As a survivor of narcissistic abuse, I sometimes feel destroyed by a negative comment. How do you tell the difference between healthy and unhealthy criticism?
Mark Maginn, Psychotherapist, poet, memoirist, blogger, (2012-present)
Answered just now
I’m pleased you reached out here, Trish.
I think being able to tell the difference between healthy and unhealthy criticism difficult under normal circumstances. But for you, now, after a period of abuse, the distinction between the 2 was probably erased for you by the person responsible for harming you.

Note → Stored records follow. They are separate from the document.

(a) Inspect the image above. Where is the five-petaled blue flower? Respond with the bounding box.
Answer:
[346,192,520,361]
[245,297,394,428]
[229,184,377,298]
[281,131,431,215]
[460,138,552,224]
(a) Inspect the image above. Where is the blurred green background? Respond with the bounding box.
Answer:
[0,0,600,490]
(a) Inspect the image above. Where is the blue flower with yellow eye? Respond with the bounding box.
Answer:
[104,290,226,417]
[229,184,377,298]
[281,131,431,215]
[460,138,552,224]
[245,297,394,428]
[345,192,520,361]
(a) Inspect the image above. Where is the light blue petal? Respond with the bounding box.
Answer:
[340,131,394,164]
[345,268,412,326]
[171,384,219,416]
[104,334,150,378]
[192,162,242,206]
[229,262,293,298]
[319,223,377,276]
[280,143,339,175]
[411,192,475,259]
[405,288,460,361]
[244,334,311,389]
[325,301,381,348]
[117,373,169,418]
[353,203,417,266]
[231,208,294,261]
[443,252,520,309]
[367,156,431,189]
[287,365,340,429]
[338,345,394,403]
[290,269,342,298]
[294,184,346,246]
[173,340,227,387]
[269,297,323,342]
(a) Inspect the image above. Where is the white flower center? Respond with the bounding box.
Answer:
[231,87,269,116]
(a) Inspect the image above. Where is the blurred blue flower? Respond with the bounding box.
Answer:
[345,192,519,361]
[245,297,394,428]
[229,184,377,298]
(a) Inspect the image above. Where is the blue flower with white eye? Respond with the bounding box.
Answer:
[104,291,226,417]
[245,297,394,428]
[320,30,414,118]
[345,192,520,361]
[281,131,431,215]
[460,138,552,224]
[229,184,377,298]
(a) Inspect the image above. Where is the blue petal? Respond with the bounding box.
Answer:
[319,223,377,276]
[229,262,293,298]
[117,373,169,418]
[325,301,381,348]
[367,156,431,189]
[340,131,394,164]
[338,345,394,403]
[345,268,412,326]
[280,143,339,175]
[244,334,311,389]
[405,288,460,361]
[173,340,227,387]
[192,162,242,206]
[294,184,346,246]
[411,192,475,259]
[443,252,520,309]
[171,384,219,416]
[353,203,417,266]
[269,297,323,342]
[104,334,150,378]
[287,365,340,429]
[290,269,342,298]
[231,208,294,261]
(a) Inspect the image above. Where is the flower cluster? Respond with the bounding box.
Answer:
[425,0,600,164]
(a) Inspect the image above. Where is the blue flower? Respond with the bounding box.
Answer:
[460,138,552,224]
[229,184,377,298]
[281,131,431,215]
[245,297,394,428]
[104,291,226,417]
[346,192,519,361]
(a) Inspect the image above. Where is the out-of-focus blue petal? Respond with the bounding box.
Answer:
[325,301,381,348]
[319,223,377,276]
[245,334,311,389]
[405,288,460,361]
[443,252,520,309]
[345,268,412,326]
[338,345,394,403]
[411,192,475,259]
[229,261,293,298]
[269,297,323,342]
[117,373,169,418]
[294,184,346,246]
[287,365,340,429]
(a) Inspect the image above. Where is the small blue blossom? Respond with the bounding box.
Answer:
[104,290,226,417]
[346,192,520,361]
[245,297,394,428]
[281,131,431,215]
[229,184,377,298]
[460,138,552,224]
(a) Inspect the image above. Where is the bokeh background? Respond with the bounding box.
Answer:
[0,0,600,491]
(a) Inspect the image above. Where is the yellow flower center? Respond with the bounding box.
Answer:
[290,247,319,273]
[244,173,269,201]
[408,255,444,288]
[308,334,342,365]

Though I’m not sure what you mean by “narcissistic abuse,” I can guess, and on that flimsy platform of an informed( I have treated many people with varying degrees of damage to their normal narcissism) guess
Any time any one is abused, their orientation to reality has been damaged and that damage by the perpetrator was inflicted for all manner of horrible motivations but chief among them, & mostly unconscious to the abuser, is the sadistic desire to drive the victim mad. The abuser wants to “fuck” with the victim’s sense and hold on reality. He wants to drive the victim into the veryyyy madness that captured the perpetrator long ago.
This, Trish, is my way of laying the groundwork for writing to you about the possible lingering damage from the abuse. I suspect your abuser was, in part, unconsciously motivated to destroy that part of your healthy narcissism we know as well established self-esteem that allowed you to recognize harmful, deceitful criticism from healthy, and yes, helpful criticism.
That is the damage that comes with possible PTSD resulting from your abuse. It is the aftermath of the abuse that you will, with good help, need to work through. From that work you have regained your confidence and the firm self-regard that will protect you once again from those who wish to harm your self-esteem.